Since my last blog on multivariate polynomial arithmetic, a lot has happened, so it's time to give an update, including our first parallel sparse multiplication benchmarks! In fact, there is so much to report that I'm restricting this blog to multiplication only!
The most exciting news since last time is that Daniel Schultz has gotten parallel sparse multiplication working. Daniel is the person we hired on the OpenDreamKit grant to work on parallel multivariate arithmetic. He's also implemented numerous improvements to the code, which I'll mention below.
After the last blog post, I discovered that a number of things affect the timings:
- Polynomial ordering (lex, deglex, degrevlex)
- Ordering of variables (x, y, z, t, u)
- Whether one computes f*g or g*f, or in the case of division, p/f or p/g
Obviously in a perfect system, none of these would matter, but especially with our old code and with certain systems, they do. In particular, some of the division timings I gave previously for Flint, were invalid. I've now corrected them on the old blog.
In this blog, I will give new timings which always force lex ordering, for x > y > z > t > u, and will always take f*g.
Sdmp and Maple prefer deglex, so I will time these separately. We also don't have them available on our benchmark machine anyway.
Magma, Sage and Singular support a virtual panoply of orderings, whilst some systems are restricted just to lex or just to deglex. Flint supports lex, deglex and degrevlex. (Since there is no agreement on what revlex should be, we decided not to support it.)
We also discovered that we had implemented degrevlex incorrectly, and this has now been fixed. This didn't affect the timings in the last blog.
Sage division improvements
In the last blog we noted that Sage performed much worse than Singular for division over Z. The Sage developers immediately took note of this and set about fixing it. The latest release is 8.0 and it doesn't seem to have the fix, so we have to wait for the new version to give the new Sage division timings. It's great to see how quickly the community responded to this.
It was of course fixed by using Singular for that computation, rather than a very slow generic implementation of division.
Singular improvements
Hans Schoenemann has been working on improving the use of Factory from Singular.

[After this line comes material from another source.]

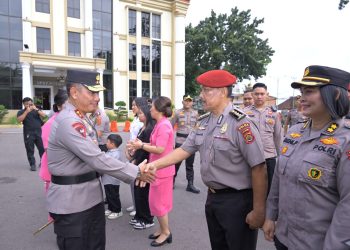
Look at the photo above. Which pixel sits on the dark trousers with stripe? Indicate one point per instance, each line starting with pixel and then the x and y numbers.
pixel 226 214
pixel 81 231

This means that Singular will call Factory for large arithmetic operations, since it is much faster. Singular itself is optimised for Groebner basis computations, not arithmetic.
The new improvements will currently take effect for computations with over 1000 terms or so, which is heuristically chosen to avoid overhead in converting to and from Factory's lex ordering and recursive polynomial format. Changing from an arbitrary ordering to a lex ordering and back can be extremely expensive, so this crossover is essential to avoid harming performance for smaller operations.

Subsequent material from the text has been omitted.